Long lines at campus coffee carts suggest that more than a few of us fuel our mornings with caffeine. This summer, a group of students turned the spent grounds from all those cups into real fuel and used it to power a combustion engine.
Skip Pomeroy, a lecturer in chemistry, brought more than a dozen students from Castle Park High School to UC San Diego to learn how to make biodiesel.
“As a way to get started, we used coffee grounds, which are easy to get on this campus,” Pomeroy said. “And while coffee is a silly thing from which to extract fuel, from a global economic point of view, what they learned by extracting oils from coffee are the same techniques they would use to extract oils from algae—a feedstock that I think could provide enough material for the fuel needs of the whole world.”
Pomeroy hoped that practicality would appeal to the students. “Biodiesel represents a commodity that you could sell,” he said. “We actually use the fuel to run a generator, so they can see, when they’re all done, that they actually made a commercially viable product from start to finish.”

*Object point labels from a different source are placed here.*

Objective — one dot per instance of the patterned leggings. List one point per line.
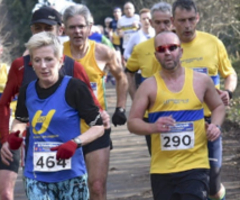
(72, 189)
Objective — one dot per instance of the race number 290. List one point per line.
(180, 137)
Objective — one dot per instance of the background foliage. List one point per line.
(219, 17)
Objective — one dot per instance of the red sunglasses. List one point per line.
(170, 47)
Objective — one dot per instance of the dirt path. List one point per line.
(129, 163)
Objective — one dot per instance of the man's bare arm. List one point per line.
(230, 82)
(215, 104)
(116, 70)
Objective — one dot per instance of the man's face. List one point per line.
(169, 51)
(77, 30)
(117, 14)
(40, 27)
(185, 22)
(145, 19)
(161, 21)
(129, 10)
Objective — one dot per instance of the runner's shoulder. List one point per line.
(18, 64)
(104, 51)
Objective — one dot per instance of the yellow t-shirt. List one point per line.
(95, 75)
(3, 81)
(185, 146)
(143, 58)
(207, 54)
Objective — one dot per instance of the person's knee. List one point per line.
(215, 180)
(97, 186)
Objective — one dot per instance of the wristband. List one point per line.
(230, 94)
(219, 127)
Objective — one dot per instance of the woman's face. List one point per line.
(46, 65)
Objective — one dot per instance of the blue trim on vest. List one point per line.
(182, 115)
(63, 126)
(216, 79)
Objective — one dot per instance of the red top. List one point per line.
(14, 82)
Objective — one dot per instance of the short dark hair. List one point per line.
(184, 4)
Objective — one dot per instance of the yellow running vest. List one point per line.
(185, 146)
(95, 75)
(207, 54)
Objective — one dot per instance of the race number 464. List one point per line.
(46, 162)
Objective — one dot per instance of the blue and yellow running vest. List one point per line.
(185, 146)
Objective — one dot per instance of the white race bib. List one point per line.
(44, 160)
(181, 136)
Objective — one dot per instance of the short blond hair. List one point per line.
(45, 39)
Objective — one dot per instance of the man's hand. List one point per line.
(6, 154)
(66, 150)
(106, 119)
(119, 117)
(163, 124)
(14, 140)
(224, 96)
(213, 132)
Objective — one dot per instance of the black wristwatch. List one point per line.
(78, 141)
(229, 93)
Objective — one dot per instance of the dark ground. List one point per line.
(129, 163)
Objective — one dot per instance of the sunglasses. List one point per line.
(170, 47)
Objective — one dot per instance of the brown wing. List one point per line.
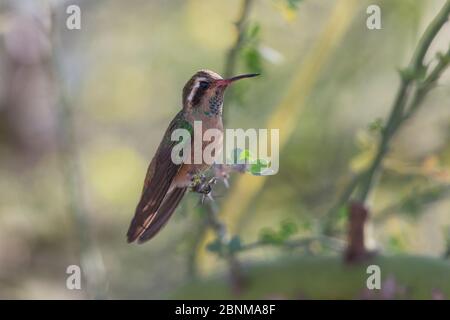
(165, 211)
(159, 177)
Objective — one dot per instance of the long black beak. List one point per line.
(226, 82)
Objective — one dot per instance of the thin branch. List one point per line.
(409, 77)
(211, 208)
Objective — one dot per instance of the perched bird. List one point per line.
(166, 182)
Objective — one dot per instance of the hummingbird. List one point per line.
(166, 182)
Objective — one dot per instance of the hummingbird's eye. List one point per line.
(204, 84)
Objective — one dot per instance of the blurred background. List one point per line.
(83, 111)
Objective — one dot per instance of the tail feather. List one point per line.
(165, 211)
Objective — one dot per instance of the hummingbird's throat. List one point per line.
(215, 105)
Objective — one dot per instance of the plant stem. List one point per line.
(410, 77)
(241, 26)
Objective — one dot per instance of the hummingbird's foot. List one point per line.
(203, 186)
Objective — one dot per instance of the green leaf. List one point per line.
(235, 244)
(215, 246)
(293, 4)
(253, 59)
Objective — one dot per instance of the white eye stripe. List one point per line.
(195, 87)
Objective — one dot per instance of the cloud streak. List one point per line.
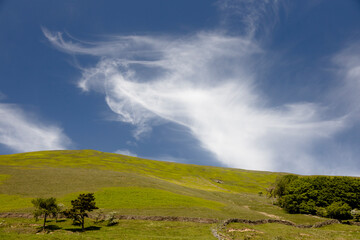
(206, 83)
(21, 132)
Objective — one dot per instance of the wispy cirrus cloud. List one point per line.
(253, 16)
(21, 132)
(206, 83)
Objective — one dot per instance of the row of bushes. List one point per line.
(334, 197)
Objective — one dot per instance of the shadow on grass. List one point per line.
(61, 220)
(52, 227)
(91, 228)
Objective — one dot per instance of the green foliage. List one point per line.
(325, 196)
(355, 213)
(80, 207)
(45, 207)
(339, 210)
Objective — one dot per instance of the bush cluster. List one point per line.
(334, 197)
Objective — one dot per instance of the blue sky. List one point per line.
(264, 85)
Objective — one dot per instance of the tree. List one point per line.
(80, 207)
(355, 213)
(339, 210)
(46, 207)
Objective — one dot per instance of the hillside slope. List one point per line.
(134, 186)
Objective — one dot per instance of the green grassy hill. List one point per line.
(135, 186)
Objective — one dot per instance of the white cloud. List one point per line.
(21, 132)
(253, 16)
(126, 152)
(205, 83)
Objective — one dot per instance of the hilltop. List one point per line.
(139, 187)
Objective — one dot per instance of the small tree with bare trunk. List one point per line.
(45, 207)
(80, 207)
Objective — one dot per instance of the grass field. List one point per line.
(134, 186)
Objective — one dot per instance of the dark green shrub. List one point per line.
(339, 210)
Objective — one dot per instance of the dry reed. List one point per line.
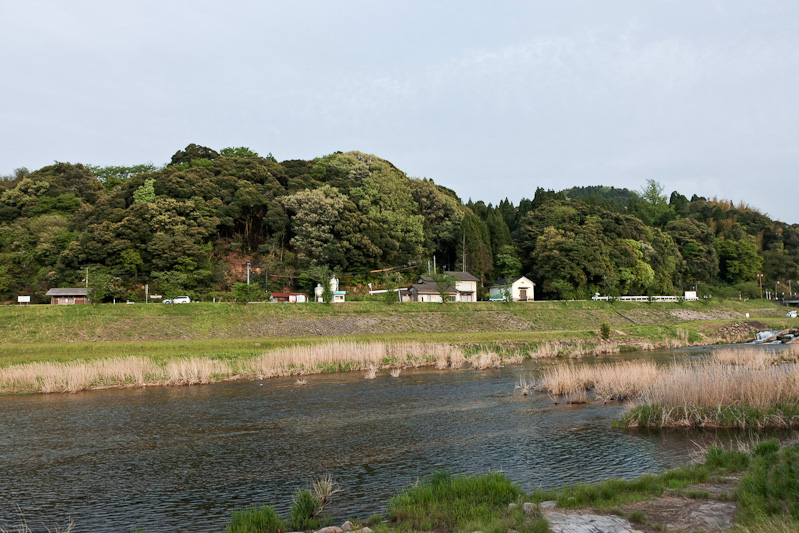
(617, 381)
(295, 360)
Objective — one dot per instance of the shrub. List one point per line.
(256, 520)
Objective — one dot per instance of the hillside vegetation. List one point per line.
(190, 226)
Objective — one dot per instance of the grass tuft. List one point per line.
(256, 520)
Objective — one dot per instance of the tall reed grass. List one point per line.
(717, 394)
(299, 360)
(612, 381)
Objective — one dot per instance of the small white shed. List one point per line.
(521, 289)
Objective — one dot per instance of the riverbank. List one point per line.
(490, 334)
(745, 489)
(48, 324)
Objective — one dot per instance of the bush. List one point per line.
(255, 520)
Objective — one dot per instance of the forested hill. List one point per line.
(191, 225)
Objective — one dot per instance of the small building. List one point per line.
(426, 289)
(338, 296)
(519, 290)
(68, 296)
(289, 297)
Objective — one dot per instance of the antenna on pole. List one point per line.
(463, 247)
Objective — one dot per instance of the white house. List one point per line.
(521, 290)
(338, 296)
(426, 290)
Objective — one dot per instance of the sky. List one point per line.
(491, 99)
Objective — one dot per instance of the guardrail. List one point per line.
(646, 298)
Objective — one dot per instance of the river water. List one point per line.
(181, 459)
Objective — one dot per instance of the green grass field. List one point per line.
(66, 333)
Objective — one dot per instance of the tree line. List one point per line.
(190, 225)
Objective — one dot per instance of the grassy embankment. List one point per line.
(96, 346)
(766, 494)
(736, 388)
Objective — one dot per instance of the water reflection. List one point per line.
(183, 458)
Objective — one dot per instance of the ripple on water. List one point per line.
(177, 458)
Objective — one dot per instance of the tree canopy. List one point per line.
(189, 226)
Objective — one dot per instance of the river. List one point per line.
(182, 458)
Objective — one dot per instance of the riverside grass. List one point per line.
(741, 388)
(293, 360)
(767, 494)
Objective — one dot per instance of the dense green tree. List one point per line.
(739, 260)
(238, 152)
(696, 243)
(193, 152)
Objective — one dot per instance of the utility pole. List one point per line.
(464, 251)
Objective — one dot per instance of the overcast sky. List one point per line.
(492, 99)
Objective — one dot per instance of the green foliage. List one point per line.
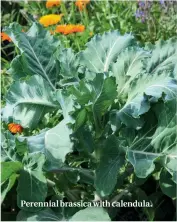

But the chemistry of extracting and refining oils for fuel is only part of what Pomeroy hoped the students would discover. He also wanted to introduce them to university life, and to help them imagine a place for themselves here.
“I think La Jolla seemed foreign to them,” Pomeroy said. “Now, they know the campus extremely well. They’re very comfortable, which I think is the first step towards getting students like these interested in UC San Diego.”
Pomeroy remembers the gulf he faced between his own neighborhood and campus when he arrived here as an undergraduate about 30 years ago.
“I chose Castle Park because I came from Castle Park High School. I grew up down there,” Pomeroy said. “When I came back and had an opportunity to work here, I wanted to give back to the community.”
Pomeroy sees the program as an opportunity to reach out to students from diverse backgrounds. “It’s nice to have a relationship with a community that I already know,” he said, “but the other important part about Castle Park is that it’s south of Interstate 8, a population that is underrepresented here on this campus and in science programs in general.”
Following Pomeroy’s example, these students too will reach back to their own middle and elementary schools this fall. With their confidence and enthusiasm, they hope to foster an interest in science among these younger students.
Most of this summer’s visitors will be seniors in high school next year, but one has already joined the campus community. Andrew Ceseña, who enrolled in Revelle College this fall, says he chose UC San Diego primarily for the excellence of the science programs. “It’s something that has always intrigued me, and I’ve seen how this campus has an extraordinary program,” he said. “It’s allowed me, throughout 10th grade to now, a lot of opportunities like this over the summers. Ever since, I’ve been very eager to join this institution.”